We have a ST trendline resistance breakout working here as we watch to see if ES can push above the VST and ST range top at 2072.75. If that happens it would break the recent ST bearish pattern of shallow lower highs and lower lows.
The current upside run originated at the stop sweep/reversal play under 1990.75 that bottomed at 1983.25 on December 14th. There was an initial pullback to retest that stop sweep breakout level on December 18th (which also set up the current range top at 2072.75) and it has been a push higher to challenge, and now overcome, the trendline resistance drawn from the recent lower pivot high.

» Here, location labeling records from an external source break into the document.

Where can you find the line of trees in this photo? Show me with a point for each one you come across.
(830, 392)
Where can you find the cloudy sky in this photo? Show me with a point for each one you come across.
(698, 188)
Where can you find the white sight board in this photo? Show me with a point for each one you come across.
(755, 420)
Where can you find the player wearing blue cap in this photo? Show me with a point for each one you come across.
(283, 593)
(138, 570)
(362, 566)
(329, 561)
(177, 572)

After today we have two more trading days left in 2015–and, interestingly, those will determine what the headlines say about the market gain (or loss) for the entire year! ES closed at 2020.25 (adjusted for continuous contract pricing) in 2014, so that is the year-end line in play.

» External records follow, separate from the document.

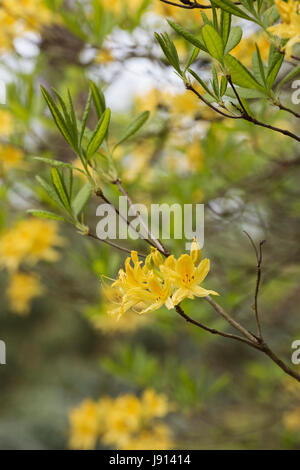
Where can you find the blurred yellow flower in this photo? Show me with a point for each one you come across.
(289, 28)
(103, 56)
(6, 123)
(244, 50)
(84, 422)
(10, 157)
(29, 241)
(126, 422)
(291, 420)
(21, 290)
(158, 438)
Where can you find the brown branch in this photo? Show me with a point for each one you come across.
(213, 331)
(191, 5)
(113, 245)
(258, 253)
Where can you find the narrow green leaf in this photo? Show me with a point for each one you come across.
(52, 194)
(99, 133)
(225, 25)
(46, 215)
(293, 73)
(239, 74)
(134, 126)
(81, 199)
(59, 185)
(229, 6)
(57, 163)
(213, 42)
(192, 57)
(98, 98)
(57, 116)
(202, 83)
(234, 38)
(86, 115)
(187, 35)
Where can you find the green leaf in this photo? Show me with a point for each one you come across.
(50, 191)
(274, 69)
(57, 116)
(202, 83)
(133, 127)
(86, 115)
(225, 25)
(229, 6)
(57, 163)
(293, 73)
(46, 215)
(213, 42)
(99, 133)
(81, 199)
(98, 98)
(245, 93)
(258, 67)
(59, 185)
(192, 57)
(234, 38)
(270, 16)
(187, 35)
(239, 74)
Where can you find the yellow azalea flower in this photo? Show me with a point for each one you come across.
(125, 422)
(21, 290)
(84, 423)
(6, 123)
(29, 241)
(155, 294)
(10, 157)
(289, 27)
(186, 276)
(154, 404)
(158, 438)
(103, 56)
(291, 420)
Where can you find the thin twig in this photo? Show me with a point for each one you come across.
(189, 5)
(213, 331)
(114, 245)
(157, 242)
(258, 253)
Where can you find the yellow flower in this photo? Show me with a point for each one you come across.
(289, 28)
(158, 438)
(10, 157)
(6, 123)
(29, 241)
(84, 423)
(103, 56)
(21, 290)
(125, 422)
(154, 404)
(291, 420)
(186, 276)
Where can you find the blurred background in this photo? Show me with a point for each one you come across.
(64, 353)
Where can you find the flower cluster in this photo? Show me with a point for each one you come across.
(126, 422)
(158, 282)
(289, 27)
(27, 242)
(20, 17)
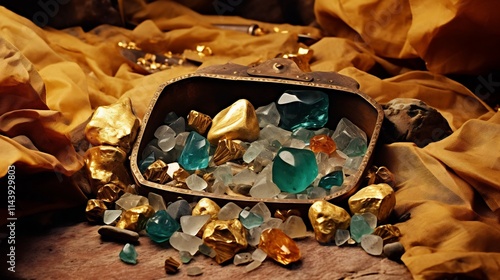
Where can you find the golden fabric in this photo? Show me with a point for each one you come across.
(51, 81)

The premium strangle maneuver that I pointed out going into OpEx is over now–so there is likely no reason for the pros to smack down any more upside breakout attempts. If I were pulling the levers, I think I might be tempted to blow through the bear stops at 2072.75 and then 2087.75 and slingshot toward the next IT resistance target at 2102.50 on that momentum. From there, new all-time highs above 2109.25 would be just around the corner–but first things first, and that means watching to see if the ST bearish trend of lower highs can be snapped with a push above 2072.75.
ES has been oscillating around the ST and IT primary trendiness (2004 and 2017.25) for months. With OpEx behind us–it could be time to finally move out of this boring range strangle–so head’s up here near 2072.75.